The panel on "The Five" on Tuesday discussed the possibility that the relationship between Joe Biden and Kamala Harris could get to the point that the vice president could be replaced, either in the middle of the president's term or on his presumptive reelection ticket in 2024.
Host Dana Perino noted there is indeed a process for confirming a new vice president in the middle of a term, and it is not entirely unprecedented, though highly unusual and rare.
Nearly a dozen presidents have gone all or some of their tenure without a vice president or have gotten a new vice president mid-term.
In 1974, Congress completed a confirmation process for former New York Republican Gov. Nelson Rockefeller to be President Gerald Ford's deputy following his ascension to the presidency amid Richard Nixon's resignation.
In another major example, President William Henry Harrison died only weeks into his 1841 term after battling pneumonia some believe he contracted at his inauguration. Vice President John Tyler assumed the presidency and completed his term without a formal vice president.
Presidents Andrew Johnson, a Democrat, and Chester Arthur, a Republican -- who succeeded assassinated presidents Lincoln and Garfield respectively -- had no official deputy.
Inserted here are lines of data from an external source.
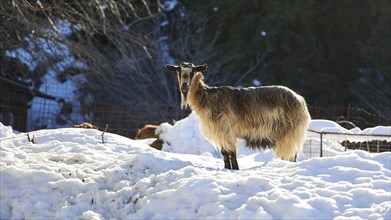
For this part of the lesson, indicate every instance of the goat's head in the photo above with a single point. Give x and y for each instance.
(185, 72)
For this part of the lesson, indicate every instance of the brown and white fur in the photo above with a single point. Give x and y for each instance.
(266, 117)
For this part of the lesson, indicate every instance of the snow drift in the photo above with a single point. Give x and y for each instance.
(68, 173)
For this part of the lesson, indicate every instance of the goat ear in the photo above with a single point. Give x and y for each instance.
(171, 68)
(201, 68)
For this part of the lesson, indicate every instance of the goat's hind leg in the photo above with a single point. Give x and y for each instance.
(227, 161)
(230, 161)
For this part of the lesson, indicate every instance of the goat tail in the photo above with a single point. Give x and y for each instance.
(290, 146)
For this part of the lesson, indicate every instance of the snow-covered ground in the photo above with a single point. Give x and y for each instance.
(69, 173)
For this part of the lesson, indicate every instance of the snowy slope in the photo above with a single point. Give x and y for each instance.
(68, 173)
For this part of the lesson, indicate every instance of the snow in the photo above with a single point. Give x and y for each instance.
(69, 173)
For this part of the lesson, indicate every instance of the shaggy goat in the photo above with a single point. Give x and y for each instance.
(265, 117)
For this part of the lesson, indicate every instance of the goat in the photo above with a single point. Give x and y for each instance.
(265, 117)
(148, 131)
(86, 125)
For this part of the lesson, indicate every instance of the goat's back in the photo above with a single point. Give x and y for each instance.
(260, 115)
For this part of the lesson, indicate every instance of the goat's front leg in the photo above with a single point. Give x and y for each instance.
(234, 162)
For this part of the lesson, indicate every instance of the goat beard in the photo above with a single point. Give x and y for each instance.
(184, 104)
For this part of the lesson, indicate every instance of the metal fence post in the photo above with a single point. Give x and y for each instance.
(321, 144)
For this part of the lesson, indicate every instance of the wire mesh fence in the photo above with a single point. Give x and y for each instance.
(323, 144)
(27, 110)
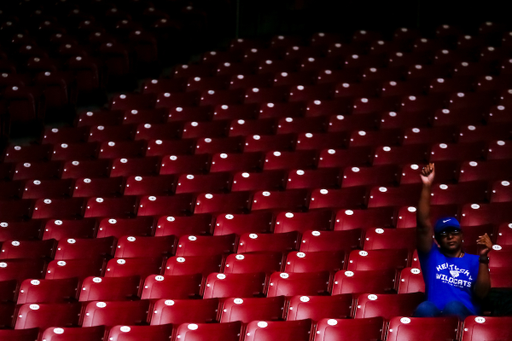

Nixon appointed Ford his new vice president under the then-fledgling 25th Amendment, after Spiro Agnew became embroiled in a bribery scandal and resigned in 1973.
The current administration does not want the American public to think there are problems between Biden and Harris, the panel on "The Five" argued.
"This is one of those things where the White House is expected you to not believe what you’re seeing," Perino said. "You can tell there’s a problem here. We know it. They called a cabinet meeting for the first time in three months last Friday on the day when Kamala Harris was not even in the country."
"And then that weekend is when the story started coming out [about their relationship]."
The host, however, noted that White House officials Jen Psaki and Ronald Klain have sought to pour cold water on theories of a rift between the two.
"Prime Minister Klain says he's quoted, and therefore everything is just fine," co-host Katie Pavlich remarked.
Later, Perino pointed to reporting from Fox News chief congressional correspondent Chad Pergram, who appeared on "Special Report" anchor Bret Baier's "All-Star Panel Podcast" on Fox News Radio.
"Chad Pergram said they’re preparing something in Congress that they have not done in many, many years – It’s about the process by which you go about confirming a new vice president," she said.
Host Greg Gutfeld later added that he had "called" the projection that there is a rift and that there could be research going on into how to replace Harris.
On the podcast, Pergram said he received an email from a source who wrote that the reporter should "start to familiarize yourself with the confirmation process not just in the Senate, but in the House, for a vice president."
"I was very surprised to get that very cryptic email just a few weeks ago," Pergram added, further noting the process was most recently used by Ford and an also-then-Democratic Congress.
"The Five" noted that the presidential line of succession, which places House Speaker Nancy Pelosi, D-Calif., and then Senate President Pro-Tempore Patrick Leahy of Vermont below Harris, does not come into play in this particular scenario.
Pelosi would not automatically become vice president nor would Leahy – who has announced his retirement in 2022 – ascend to any new role. The speaker and pro-tem only ascend to the presidency upon the simultaneous incapacitation of an incumbent president and vice president.
Host Jesse Watters suggested the only two Democrats left to lead a ticket in the case Biden and Harris are rejected by the party would be Sen. Bernie Sanders, also of Vermont, and former Georgia State Rep. Stacy Abrams of Atlanta.
Other members of the panel somewhat agreed that the Democrats could realistically unite behind California Gov. Gavin Newsom as well, if the then-82-year-old Biden decides not to run in 2024 – and if they do not want to support Harris.